Sunday, August 8, 2010

220 . . . 221_Whatever_It_Takes

Is it just me or does it seem to anyone else like the days are getting shorter - and I don't mean because we are on the downhill slide toward the winter solstice? Technology is changing so rapidly and there's a lot of pressure to stay on top of it all and to keep growing with it and that just seems to suck up so much time. Seriously! I check in on other photog blogs from time to time and read posts that sound like the shooter is a physics professor at MIT with all the techno updates (I admittedly always had the same feeling though when reading anything from Galen Rowell) - what happened to focusing on making great images???

So I'm not sure if the pressure is self-inflicted or real - I mean technology CAN allow one tools to make images that could possibly be construed a "better" (but we get into having to define so many other elements including 'better' that that is another discussion altogether) - it definitely CAN, but it doesn't necessarily. And sometimes while technology can simplify things, the process of gaining and learning the technology just slows things down (I spent 2 hours one day this week just swapping in a new printer for my old one including updating the software for Snow Leopard, etc. - it all takes time!) Are we spending so much time focusing on technology that we are forgetting about the work?

I love making images and I live for it every day - but technology for me is just a means to an end, not the end itself. If I have the kind of free time that it would take to come up to an engineering level of understanding of the inner workings of my camera - well I can actually think of a lot of other things that I would do with that time - such as work on making better images.
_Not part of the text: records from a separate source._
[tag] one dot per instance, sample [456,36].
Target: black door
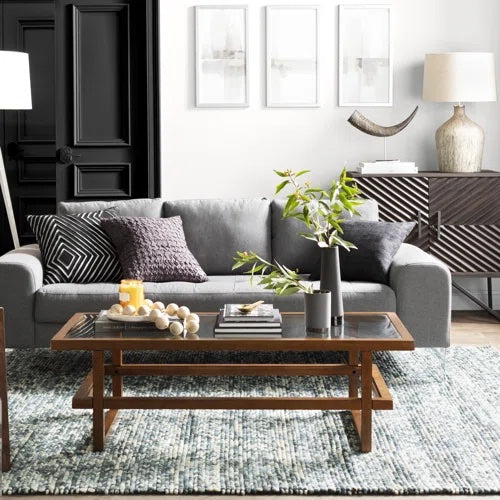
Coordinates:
[106,99]
[27,137]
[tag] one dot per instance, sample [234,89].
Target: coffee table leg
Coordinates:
[117,360]
[366,401]
[97,399]
[353,379]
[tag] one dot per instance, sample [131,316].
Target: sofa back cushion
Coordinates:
[216,229]
[140,207]
[296,252]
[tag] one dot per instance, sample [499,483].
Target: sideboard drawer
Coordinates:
[467,249]
[468,200]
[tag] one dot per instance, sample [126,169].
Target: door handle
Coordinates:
[66,155]
[14,151]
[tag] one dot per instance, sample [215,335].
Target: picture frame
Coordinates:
[221,56]
[292,56]
[365,60]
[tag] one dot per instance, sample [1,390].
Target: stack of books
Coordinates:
[387,167]
[262,322]
[103,327]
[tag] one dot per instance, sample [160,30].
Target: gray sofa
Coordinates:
[419,286]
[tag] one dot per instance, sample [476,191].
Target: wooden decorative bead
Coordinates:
[192,326]
[193,317]
[172,309]
[129,310]
[144,310]
[154,314]
[183,312]
[176,328]
[162,322]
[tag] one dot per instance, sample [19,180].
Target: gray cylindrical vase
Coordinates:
[330,280]
[317,311]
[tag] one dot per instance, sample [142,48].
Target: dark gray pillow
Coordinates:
[152,249]
[377,244]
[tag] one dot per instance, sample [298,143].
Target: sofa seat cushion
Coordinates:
[216,229]
[56,303]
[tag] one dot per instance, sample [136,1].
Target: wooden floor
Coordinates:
[468,328]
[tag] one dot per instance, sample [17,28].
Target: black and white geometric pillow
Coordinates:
[75,249]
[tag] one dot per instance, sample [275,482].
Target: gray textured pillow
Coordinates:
[152,249]
[377,244]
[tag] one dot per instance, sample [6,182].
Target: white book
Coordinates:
[247,336]
[386,163]
[395,169]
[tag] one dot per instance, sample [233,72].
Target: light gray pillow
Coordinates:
[152,249]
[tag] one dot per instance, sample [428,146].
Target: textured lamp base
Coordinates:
[459,143]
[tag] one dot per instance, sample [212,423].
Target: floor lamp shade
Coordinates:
[460,77]
[15,93]
[15,86]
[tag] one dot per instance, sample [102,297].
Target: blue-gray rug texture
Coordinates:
[442,437]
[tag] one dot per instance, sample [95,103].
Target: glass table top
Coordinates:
[377,326]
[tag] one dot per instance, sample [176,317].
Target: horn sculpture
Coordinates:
[368,127]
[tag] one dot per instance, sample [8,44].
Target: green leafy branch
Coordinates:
[320,209]
[275,276]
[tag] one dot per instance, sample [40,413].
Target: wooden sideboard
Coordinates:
[457,216]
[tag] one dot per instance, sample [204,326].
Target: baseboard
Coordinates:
[461,303]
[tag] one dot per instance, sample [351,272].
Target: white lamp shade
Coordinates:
[15,86]
[460,77]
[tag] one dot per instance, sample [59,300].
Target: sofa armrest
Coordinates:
[422,285]
[21,275]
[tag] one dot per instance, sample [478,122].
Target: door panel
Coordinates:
[28,139]
[102,74]
[456,201]
[105,97]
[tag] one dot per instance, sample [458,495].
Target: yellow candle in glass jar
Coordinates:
[131,292]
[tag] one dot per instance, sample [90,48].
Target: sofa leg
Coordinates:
[444,359]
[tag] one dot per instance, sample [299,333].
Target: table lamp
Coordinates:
[459,77]
[15,93]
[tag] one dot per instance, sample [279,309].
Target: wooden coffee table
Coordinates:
[360,336]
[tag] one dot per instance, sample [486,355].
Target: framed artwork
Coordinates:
[221,57]
[365,55]
[292,56]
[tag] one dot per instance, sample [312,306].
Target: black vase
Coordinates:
[330,280]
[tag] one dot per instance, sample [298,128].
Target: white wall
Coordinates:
[210,153]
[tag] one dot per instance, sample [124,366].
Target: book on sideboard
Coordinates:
[387,167]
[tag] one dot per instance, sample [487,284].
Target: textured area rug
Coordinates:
[442,436]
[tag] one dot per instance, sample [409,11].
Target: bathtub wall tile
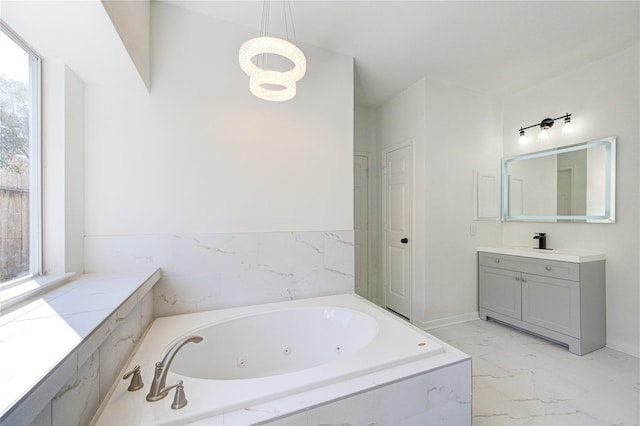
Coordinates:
[116,349]
[215,271]
[146,312]
[78,400]
[44,418]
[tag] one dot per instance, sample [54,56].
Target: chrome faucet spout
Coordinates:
[158,386]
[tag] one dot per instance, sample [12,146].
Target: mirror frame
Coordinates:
[609,144]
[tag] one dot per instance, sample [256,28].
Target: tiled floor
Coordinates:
[519,379]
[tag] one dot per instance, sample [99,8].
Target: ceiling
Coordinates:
[494,47]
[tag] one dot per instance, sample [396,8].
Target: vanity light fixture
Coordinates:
[545,125]
[270,84]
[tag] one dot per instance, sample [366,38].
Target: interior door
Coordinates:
[360,224]
[398,199]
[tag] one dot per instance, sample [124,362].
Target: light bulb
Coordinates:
[568,126]
[544,134]
[523,138]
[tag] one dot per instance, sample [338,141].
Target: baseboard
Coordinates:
[441,322]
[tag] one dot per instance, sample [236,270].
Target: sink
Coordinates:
[562,255]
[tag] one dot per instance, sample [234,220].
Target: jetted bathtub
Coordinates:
[250,355]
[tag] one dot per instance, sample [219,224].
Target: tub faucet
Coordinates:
[542,240]
[158,386]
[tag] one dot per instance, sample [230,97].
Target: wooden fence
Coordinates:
[14,224]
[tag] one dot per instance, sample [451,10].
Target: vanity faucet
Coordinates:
[158,386]
[542,240]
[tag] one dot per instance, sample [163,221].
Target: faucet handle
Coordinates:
[179,399]
[136,380]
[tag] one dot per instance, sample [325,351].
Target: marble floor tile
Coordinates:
[520,379]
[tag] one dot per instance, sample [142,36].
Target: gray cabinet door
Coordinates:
[551,303]
[500,291]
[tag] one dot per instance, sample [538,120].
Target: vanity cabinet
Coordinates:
[562,301]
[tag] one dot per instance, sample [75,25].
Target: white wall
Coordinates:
[365,144]
[456,132]
[604,100]
[238,200]
[131,19]
[201,154]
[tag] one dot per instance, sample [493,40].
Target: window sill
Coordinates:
[15,295]
[44,341]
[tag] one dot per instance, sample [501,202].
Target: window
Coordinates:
[20,156]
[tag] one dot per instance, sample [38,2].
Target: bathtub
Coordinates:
[252,355]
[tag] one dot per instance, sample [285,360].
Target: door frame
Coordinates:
[383,216]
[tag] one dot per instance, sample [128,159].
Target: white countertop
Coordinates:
[40,336]
[562,255]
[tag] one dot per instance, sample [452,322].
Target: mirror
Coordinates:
[573,183]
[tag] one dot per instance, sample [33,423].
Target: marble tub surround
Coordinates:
[388,381]
[57,350]
[520,379]
[213,271]
[561,255]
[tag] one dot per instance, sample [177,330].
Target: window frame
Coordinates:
[35,163]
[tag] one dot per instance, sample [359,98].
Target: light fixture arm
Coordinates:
[547,122]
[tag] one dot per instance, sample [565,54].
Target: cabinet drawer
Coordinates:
[545,268]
As I have shared before, you won't find a new post here every time Apple releases a new product or Canon updates their firmware and I don't share a lot of information on how to become a better photographer - there just isn't time in the day for all of that. While I won't give up my full frame sensor anytime soon and I love the doors now opening with motion capture offered by the 5DII and the like, "CCD Vs. CMOS" (or insert most any other super-photo-technical topic here) is a question that to me is not far off from Michael Keaton's response in Mr. Mom (dating myself) when asked about a home improvement project, "220 . . . 221 - whatever it takes." It just doesn't matter if it gets the job done. Is it the best that Canon/Apple currently offer - great, sign me up. I'd rather be out making newer, better images or, well, just having a pool party with my daughter on a perfect summer afternoon - or better yet, BOTH.